There are four questions based on the same puzzle. Answer the questions based…
2024
There are four questions based on the same puzzle. Answer the questions based on the given information
A, S, O, D, F, T are members of a family consisting of 3 men and 3 women among whom there are two married couples. We also know that:
I. O is the son of S
II. T is the daughter of D
III. F is the grandson of A
IV. D is the mother of a girl and a boy
V. S is not the father of O
VI. All the relationships mentioned above are between these six persons only.
A's wife is?
- A.
D
- B.
T
- C.
S
- D.
None of these
Show answer & explanation
Correct answer: C
Concept
Family-relation puzzles are solved by fixing each person's gender and generation from the explicit clues, then pairing parents into couples by elimination. A parent-child clue combined with a negation clue (like Clue V ruling out one gender) fixes gender directly; a clue naming 'a girl and a boy' as one person's children fixes shared parentage of two people at once; the total headcount bounds how many generations the family can span; and once one couple's children are identified, the remaining parent-child tie forces the OTHER couple's pairing by elimination.
Application
Fix gender first: from Clue I, O is S's child, and Clue V rules out S being O's father, so S is O's mother (female). Clue IV states outright that D is 'the mother' of two children (female). Clue II makes T 'the daughter' of D (female). That is already 3 distinct women — S, D, T — so with only 3 women in the family, A, O and F must be the 3 men.
The family spans exactly 3 generations: F being 'grandson' of A (Clue III) fixes a 2-generation gap between them, and 6 people forming 2 married couples plus 2 further children already saturates 3 generations of 2 people each — there is no room for a 4th. So A sits in the eldest generation.
D mothers a girl and a boy (Clue IV); the girl is T (Clue II). The boy cannot be O, since O's mother is already fixed as S, not D. Could the boy be A instead of F? If so, D would sit ONE generation above A — but A is already fixed as the eldest generation in this 3-generation family, leaving no room above him.

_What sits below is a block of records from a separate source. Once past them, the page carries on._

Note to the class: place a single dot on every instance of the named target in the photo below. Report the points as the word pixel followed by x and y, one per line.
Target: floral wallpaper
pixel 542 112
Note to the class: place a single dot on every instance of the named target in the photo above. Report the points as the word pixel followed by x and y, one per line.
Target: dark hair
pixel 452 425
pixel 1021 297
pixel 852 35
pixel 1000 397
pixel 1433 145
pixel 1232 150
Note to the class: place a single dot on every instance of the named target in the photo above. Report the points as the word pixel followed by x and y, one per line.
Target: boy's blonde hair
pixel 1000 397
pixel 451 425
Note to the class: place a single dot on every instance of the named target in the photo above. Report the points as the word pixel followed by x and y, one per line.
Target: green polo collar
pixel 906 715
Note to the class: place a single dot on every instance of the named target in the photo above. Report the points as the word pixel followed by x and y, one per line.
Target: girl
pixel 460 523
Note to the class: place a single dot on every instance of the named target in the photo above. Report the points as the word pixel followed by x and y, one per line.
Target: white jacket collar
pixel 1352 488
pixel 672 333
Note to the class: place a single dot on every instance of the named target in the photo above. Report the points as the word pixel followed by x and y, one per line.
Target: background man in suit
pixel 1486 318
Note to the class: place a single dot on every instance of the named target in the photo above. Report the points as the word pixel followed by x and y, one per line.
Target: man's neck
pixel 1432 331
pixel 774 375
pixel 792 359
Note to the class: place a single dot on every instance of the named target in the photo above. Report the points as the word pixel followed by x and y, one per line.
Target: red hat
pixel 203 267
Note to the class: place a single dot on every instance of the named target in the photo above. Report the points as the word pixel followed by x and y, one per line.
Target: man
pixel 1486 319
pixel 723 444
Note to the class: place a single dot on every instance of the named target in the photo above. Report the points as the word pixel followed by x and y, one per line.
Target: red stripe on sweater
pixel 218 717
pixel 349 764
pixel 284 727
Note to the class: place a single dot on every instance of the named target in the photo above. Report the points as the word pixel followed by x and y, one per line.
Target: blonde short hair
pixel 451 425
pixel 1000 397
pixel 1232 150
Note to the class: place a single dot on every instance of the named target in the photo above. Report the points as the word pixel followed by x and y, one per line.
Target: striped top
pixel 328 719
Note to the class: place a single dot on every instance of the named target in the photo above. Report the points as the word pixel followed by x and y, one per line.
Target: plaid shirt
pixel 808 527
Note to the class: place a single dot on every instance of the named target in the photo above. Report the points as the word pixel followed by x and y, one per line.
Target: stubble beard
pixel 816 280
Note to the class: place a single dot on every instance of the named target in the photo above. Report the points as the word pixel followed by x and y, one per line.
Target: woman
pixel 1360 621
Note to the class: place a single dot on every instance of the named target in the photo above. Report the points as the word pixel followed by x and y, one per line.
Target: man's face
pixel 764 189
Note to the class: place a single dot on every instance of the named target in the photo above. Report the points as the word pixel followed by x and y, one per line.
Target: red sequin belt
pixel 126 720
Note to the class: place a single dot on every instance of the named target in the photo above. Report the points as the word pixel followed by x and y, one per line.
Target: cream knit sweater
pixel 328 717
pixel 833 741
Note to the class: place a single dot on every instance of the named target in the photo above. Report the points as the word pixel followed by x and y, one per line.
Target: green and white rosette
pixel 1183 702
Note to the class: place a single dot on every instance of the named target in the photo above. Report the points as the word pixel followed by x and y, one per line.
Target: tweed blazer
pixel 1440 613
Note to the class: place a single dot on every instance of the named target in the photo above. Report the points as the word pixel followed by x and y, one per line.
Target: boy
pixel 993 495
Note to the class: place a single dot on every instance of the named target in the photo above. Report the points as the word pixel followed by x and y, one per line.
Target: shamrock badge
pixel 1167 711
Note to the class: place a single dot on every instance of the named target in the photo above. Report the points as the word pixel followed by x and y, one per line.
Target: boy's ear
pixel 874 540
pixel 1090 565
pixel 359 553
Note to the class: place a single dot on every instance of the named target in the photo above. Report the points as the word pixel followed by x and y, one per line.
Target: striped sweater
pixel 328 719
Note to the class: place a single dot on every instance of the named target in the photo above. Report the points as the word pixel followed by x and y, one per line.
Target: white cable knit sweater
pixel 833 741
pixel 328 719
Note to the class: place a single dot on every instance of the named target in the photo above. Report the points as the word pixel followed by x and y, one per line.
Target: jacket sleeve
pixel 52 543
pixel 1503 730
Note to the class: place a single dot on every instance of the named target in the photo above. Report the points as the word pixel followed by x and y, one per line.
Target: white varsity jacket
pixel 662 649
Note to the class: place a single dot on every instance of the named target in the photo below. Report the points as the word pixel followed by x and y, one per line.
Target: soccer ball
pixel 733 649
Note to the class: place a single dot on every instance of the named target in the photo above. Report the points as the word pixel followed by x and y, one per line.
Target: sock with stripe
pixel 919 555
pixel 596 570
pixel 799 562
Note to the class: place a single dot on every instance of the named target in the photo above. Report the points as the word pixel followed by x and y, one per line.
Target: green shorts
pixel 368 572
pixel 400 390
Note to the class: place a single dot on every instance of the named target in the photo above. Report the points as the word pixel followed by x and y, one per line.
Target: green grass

So D's boy cannot be A; it must be F, meaning F is D's own son.
D's husband (father of her children T and F) must be one of the remaining men, A or O. It cannot be A: Clue III already fixes A as F's GRANDfather (two generations up), so A being F's direct father too is a contradiction. So D's husband is O, and O and D are the second (younger) married couple, parents of F and T.
O is now married to D, so O cannot also be S's spouse. But O is fixed as S's own child (step 1) through a tie separate from D's couple — so S must belong to the other couple, married to the one remaining man, A. A and S are therefore the first (senior) married couple, and O — their son — is exactly the link that makes F, O's son with D, A's grandson, consistent with Clue III.
This places all six people: A & S (couple 1, senior), O & D (couple 2), with F and T as O and D's children.
Cross-check
Gender tally: S, D, T are the three women (each fixed as a mother or daughter above); A, O, F are the three men — matching the stem's '3 men and 3 women' condition exactly. Every clue (I-VI) holds without contradiction under this assignment.
Since A and S are the senior married couple, A's wife is S.